Teachers are committed professionals. They do what they do not for the money—there isn’t a right lot of it in the profession—but because they are passionate about making a difference in our young people’s lives, so it breaks their heart to see the impact of these cuts on the quality of education. They also see cuts that affect children in other parts of the public sphere. In Cumbria, because of a cut in public health funding, all school nurses have been abolished. Only 75p per child is spent on preventive mental healthcare across our area. Three years after it was promised, there is still no specialist one-to-one eating disorder service for young people in our community. Just before Christmas, £500,000 was sneaked out of public health spending. That affects the community as a whole, but particularly our young people.

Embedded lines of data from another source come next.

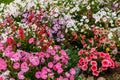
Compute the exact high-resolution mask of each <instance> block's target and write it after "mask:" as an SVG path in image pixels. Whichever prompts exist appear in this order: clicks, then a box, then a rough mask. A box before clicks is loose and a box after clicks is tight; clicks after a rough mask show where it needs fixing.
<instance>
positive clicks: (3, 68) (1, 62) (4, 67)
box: [0, 58, 7, 71]
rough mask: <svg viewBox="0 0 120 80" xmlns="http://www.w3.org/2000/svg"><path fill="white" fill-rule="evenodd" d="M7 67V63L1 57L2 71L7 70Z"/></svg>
mask: <svg viewBox="0 0 120 80" xmlns="http://www.w3.org/2000/svg"><path fill="white" fill-rule="evenodd" d="M6 68H7V63H6V62H5V61H4V60H3V59H2V58H0V71H1V70H6Z"/></svg>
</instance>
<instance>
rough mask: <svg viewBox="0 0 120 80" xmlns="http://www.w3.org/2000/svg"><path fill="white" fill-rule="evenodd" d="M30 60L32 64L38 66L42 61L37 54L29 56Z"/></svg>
mask: <svg viewBox="0 0 120 80" xmlns="http://www.w3.org/2000/svg"><path fill="white" fill-rule="evenodd" d="M29 61H30V62H31V63H32V65H34V66H38V65H39V63H40V61H39V58H38V57H37V56H30V57H29Z"/></svg>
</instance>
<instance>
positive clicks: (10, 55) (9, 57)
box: [4, 51, 15, 58]
mask: <svg viewBox="0 0 120 80" xmlns="http://www.w3.org/2000/svg"><path fill="white" fill-rule="evenodd" d="M14 54H15V52H12V51H5V54H4V55H5V56H6V57H8V58H12V56H13V55H14Z"/></svg>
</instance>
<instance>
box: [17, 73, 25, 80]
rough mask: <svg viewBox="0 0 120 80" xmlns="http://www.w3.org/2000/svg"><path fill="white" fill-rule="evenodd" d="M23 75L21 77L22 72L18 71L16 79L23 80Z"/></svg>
mask: <svg viewBox="0 0 120 80" xmlns="http://www.w3.org/2000/svg"><path fill="white" fill-rule="evenodd" d="M24 78H25V77H24V75H23V72H22V71H20V72H19V73H18V79H20V80H21V79H22V80H24Z"/></svg>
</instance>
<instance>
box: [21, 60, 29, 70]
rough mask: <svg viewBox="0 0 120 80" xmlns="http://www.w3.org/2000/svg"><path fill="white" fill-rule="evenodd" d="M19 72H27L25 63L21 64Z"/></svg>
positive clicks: (23, 62) (25, 62)
mask: <svg viewBox="0 0 120 80" xmlns="http://www.w3.org/2000/svg"><path fill="white" fill-rule="evenodd" d="M21 70H22V71H23V72H27V71H28V70H29V67H28V64H27V63H26V62H23V63H22V64H21Z"/></svg>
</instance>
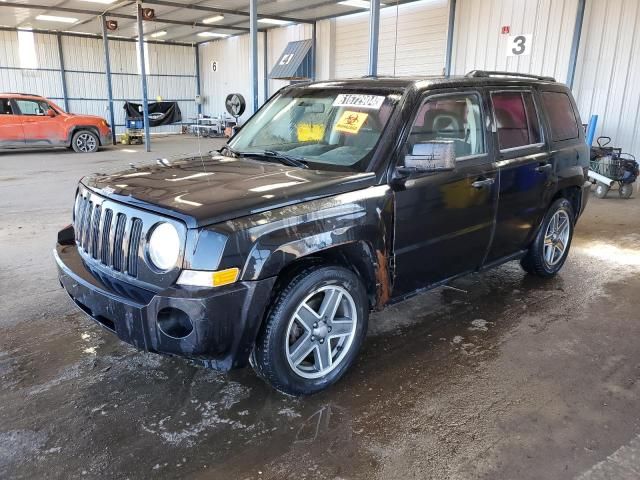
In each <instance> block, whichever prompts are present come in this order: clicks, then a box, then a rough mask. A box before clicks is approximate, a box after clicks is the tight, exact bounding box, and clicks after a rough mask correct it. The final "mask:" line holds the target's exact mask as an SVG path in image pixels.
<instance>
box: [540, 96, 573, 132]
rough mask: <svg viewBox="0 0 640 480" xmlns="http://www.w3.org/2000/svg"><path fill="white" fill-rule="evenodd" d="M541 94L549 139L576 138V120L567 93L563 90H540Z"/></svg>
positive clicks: (572, 109) (572, 108)
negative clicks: (547, 121)
mask: <svg viewBox="0 0 640 480" xmlns="http://www.w3.org/2000/svg"><path fill="white" fill-rule="evenodd" d="M541 96H542V104H543V106H544V109H545V112H546V114H547V118H548V119H549V126H550V128H551V140H553V141H554V142H562V141H565V140H571V139H574V138H578V136H579V130H578V121H577V119H576V114H575V112H574V111H573V106H572V105H571V99H570V98H569V95H567V94H566V93H563V92H542V93H541Z"/></svg>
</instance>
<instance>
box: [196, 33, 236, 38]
mask: <svg viewBox="0 0 640 480" xmlns="http://www.w3.org/2000/svg"><path fill="white" fill-rule="evenodd" d="M198 36H199V37H219V38H225V37H228V36H229V35H228V34H226V33H217V32H200V33H199V34H198Z"/></svg>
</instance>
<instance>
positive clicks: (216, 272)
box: [178, 268, 240, 287]
mask: <svg viewBox="0 0 640 480" xmlns="http://www.w3.org/2000/svg"><path fill="white" fill-rule="evenodd" d="M239 276H240V269H239V268H227V269H225V270H219V271H217V272H206V271H202V270H184V271H183V272H182V273H181V274H180V278H178V285H191V286H194V287H222V286H223V285H229V284H231V283H234V282H236V281H237V280H238V277H239Z"/></svg>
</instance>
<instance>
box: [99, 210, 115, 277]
mask: <svg viewBox="0 0 640 480" xmlns="http://www.w3.org/2000/svg"><path fill="white" fill-rule="evenodd" d="M103 216H104V219H103V221H102V231H101V235H100V237H101V240H100V261H101V262H102V264H103V265H107V266H110V265H111V244H110V243H109V237H110V234H111V220H112V219H113V210H111V209H110V208H105V210H104V215H103Z"/></svg>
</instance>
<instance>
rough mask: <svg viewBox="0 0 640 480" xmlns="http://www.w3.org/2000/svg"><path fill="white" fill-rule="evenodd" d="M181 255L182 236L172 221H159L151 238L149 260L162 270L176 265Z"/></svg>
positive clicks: (154, 266) (166, 268) (174, 266)
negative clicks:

Nowhere are cuts in schools funding more noticeable, though, than in special educational needs. Of course, the first 11 hours of special educational needs provision are paid for by the school. One small high school in my constituency with fewer than 500 pupils spends £105,000 a year on supporting those children. That comes from its main school budget. We penalise schools that do the right thing and advantage those that do not. Will the Minister fund special educational needs directly, rather than damaging schools?

I will give the last word to a highly respected headteacher in my constituency, who wrote to me just yesterday:

“In the last two years we have made reductions to teaching and support staffing, with no reduction in the overall workload. All we get is hackneyed and frankly quite pathetic suggestions from the DFE on how to economise…I love my job, but…I do not wish to be head of a school in a state system that is en route to economic meltdown.”

This Government are demoralising our teachers and letting down our children. That must change.